12. Volgens vaste rechtspraak van de Afdeling (zie onder meer de uitspraak van
23 november 2015, ECLI:NL:RVS:2015:3711) moet, gelet op de strikte scheiding tussen asiel en regulier die volgt uit de systematiek van de Vw 2000, de reikwijdte van artikel 29, tweede lid, van de Vw 2000 beperkt worden opgevat in die zin dat deze bepaling geen ruimte biedt voor een verdere afweging in het kader van artikel 8 van het EVRM dan de afweging die daarin reeds besloten ligt. Aangezien eisers niet in aanmerking komen voor de gevraagde mvv nareis, is een verdere toets aan artikel 8 van het EVRM niet aan de orde. Dat verweerder in het bestreden besluit (ten overvloede) toch aan artikel 8 van het EVRM heeft getoetst, maakt het voorgaande niet anders.
13. Met betrekking tot het beroep op de Gezinsherenigingsrichtlijn overweegt de rechtbank dat verweerder volgens de jurisprudentie van het Hof van Justitie gehouden is verzoeken om gezinshereniging individueel te behandelen. De rechtbank verwijst naar het arrest van 4 maart 2010, Chakroun (C-578/08, ECLI:EU:C:2010:117, punt 48) en het arrest van 9 juli 2015, K en A (C-153/14, ECLI:EU:C:2015:453, punt 60). Eisers hebben niet onderbouwd dat verweerder dat in hun geval niet heeft gedaan.
14. Reeds nu ten aanzien van eisers contra-indicatie(s) van toepassing zijn, heeft verweerder zich op het standpunt kunnen stellen dat de feitelijke gezinsband tussen eisers en referent op het moment dat referent Nederland in reisde, verbroken moet worden geacht.

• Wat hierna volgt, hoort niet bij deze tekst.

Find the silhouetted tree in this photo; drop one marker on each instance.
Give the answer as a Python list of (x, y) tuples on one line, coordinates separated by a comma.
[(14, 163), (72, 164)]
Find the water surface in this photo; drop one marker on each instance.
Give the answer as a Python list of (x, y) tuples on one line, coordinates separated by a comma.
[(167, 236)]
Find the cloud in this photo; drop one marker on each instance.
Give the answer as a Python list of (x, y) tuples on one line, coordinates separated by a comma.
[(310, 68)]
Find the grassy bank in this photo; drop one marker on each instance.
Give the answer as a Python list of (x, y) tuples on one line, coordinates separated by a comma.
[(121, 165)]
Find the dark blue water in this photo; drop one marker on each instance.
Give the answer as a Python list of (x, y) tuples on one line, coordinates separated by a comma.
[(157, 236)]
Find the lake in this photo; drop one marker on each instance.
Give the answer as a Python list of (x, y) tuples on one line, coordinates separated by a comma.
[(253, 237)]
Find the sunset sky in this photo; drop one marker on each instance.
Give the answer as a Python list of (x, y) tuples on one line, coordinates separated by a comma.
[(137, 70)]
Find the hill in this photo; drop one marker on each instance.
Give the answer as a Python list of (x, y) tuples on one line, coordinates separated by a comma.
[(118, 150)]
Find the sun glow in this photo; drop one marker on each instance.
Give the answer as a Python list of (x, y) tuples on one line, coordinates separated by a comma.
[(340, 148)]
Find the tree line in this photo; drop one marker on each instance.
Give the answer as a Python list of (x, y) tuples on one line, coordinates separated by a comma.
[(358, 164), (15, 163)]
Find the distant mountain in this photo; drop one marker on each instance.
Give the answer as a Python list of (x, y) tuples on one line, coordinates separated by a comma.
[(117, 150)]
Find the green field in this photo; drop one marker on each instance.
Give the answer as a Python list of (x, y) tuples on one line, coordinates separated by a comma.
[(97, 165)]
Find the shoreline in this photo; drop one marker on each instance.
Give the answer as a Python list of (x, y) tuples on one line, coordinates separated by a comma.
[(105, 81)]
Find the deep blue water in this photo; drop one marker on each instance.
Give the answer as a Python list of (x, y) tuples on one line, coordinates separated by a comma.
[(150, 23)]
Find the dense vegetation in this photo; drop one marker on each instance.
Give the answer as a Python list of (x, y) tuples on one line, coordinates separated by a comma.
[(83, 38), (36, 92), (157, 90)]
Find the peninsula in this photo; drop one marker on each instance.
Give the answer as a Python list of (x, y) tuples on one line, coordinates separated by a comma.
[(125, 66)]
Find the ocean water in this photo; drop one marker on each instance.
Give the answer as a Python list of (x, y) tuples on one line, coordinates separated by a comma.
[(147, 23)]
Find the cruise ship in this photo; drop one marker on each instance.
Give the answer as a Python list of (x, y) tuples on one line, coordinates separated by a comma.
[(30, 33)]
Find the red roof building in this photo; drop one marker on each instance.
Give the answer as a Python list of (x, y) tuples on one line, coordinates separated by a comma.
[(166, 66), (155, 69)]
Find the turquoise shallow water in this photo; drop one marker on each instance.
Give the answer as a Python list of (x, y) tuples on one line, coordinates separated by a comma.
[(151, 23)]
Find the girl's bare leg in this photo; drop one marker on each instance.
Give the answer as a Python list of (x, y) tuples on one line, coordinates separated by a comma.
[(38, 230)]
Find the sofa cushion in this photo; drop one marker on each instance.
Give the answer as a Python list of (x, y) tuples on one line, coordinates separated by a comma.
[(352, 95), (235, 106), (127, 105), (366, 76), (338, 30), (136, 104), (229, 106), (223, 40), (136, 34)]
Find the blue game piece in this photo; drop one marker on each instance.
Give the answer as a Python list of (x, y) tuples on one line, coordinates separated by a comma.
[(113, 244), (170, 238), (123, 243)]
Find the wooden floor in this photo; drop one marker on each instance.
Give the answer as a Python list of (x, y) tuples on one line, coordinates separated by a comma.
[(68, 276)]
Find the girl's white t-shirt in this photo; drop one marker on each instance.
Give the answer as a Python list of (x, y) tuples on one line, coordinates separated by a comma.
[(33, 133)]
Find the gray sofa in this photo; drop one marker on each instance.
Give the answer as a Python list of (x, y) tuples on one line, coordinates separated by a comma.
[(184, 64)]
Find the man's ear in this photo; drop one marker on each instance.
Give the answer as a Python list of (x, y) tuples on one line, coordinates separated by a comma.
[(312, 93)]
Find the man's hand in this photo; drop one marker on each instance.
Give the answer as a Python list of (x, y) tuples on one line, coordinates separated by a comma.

Dit maakt reeds dat verweerder de aanvraag terecht heeft afgewezen. Hetgeen verweerder in het bestreden besluit heeft overwogen over de vraag of tussen eisers en referent sprake is van een meer dan gebruikelijke afhankelijkheidsrelatie, en hetgeen eisers daaromtrent hebben aangevoerd, behoeft daarom geen bespreking.
15. Het beroep is ongegrond. Voor een proceskostenveroordeling bestaat geen aanleiding.

Beslissing

De rechtbank verklaart het beroep ongegrond.
Deze uitspraak is gedaan door mr. J.L.E. Bakels, rechter, in aanwezigheid van
mr. L. Heekelaar, griffier. De beslissing is in het openbaar uitgesproken op 5 juli 2019.
griffier rechter
Afschrift verzonden aan partijen op:

Rechtsmiddel

Tegen deze uitspraak kan binnen vier weken na de dag van verzending daarvan hoger beroep worden ingesteld bij de Afdeling bestuursrechtspraak van de Raad van State. Als hoger beroep is ingesteld, kan bij de voorzieningenrechter van de hogerberoepsrechter worden verzocht om het treffen van een voorlopige voorziening of om het opheffen of wijzigen van een bij deze uitspraak getroffen voorlopige voorziening.